Zoom fatigue is real. Generally speaking, the most effective virtual conferences I’ve attended either limit the number of consecutive online hours without a break to no more than two, or the number of consecutive weeks of scheduled sessions to no more than four.
After more than a couple of continuous hours, focus flags. And after more than a month of weekly or twice-weekly sessions, audience members start to wonder if what had been a special event is now a repetitive time suck that won’t end. While this is tricky and can vary based on the audience, don’t let a virtual conference drag on. Set an end date. Success is not excess.
3. Combine tools intelligently.
What suffers the most in a virtual conference is serendipity and networking. I’ve yet to see any virtual event do this well if it relies on a video conferencing tool’s chat function alone to replace casual interactions.
What has worked—to some extent—is creating dedicated “reception” times using Zoom breakout rooms or an equivalent. Even more useful is a parallel space for audience chat and networking that persists beyond the conference session.

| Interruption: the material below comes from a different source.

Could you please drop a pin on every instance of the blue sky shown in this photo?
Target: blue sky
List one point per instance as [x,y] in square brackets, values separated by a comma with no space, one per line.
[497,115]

A dedicated conference Slack workspace combined with a video conferencing tool is a sign that event organizers want attendees to connect. The challenge is directing them to the right place and seeding the interactions. Otherwise, all you get is the equivalent of a “hey, I’m here!” message from individual participants as a virtual “don’t forget I exist!” wave.
Still, the best example of a virtual conference during this pandemic period that I’ve attended comes not from education, but from science fiction.
The Science Fiction and Fantasy Writers of America moved its annual Nebula Conference for professional writers in late May online. Yes, it had good moderators, snappy sessions and well-oiled combinations of online tools over its three days. But it also had something that helped replicate the physical experience.
In advance of the event, paid registrants received an unexpected package in the mail containing a four-page color schedule, a printed name badge and a short tumbler glass etched with the name of the event. To make those post-session Zoom happy hours more … happy.
Now that’s an organization looking to the future of virtual conferences.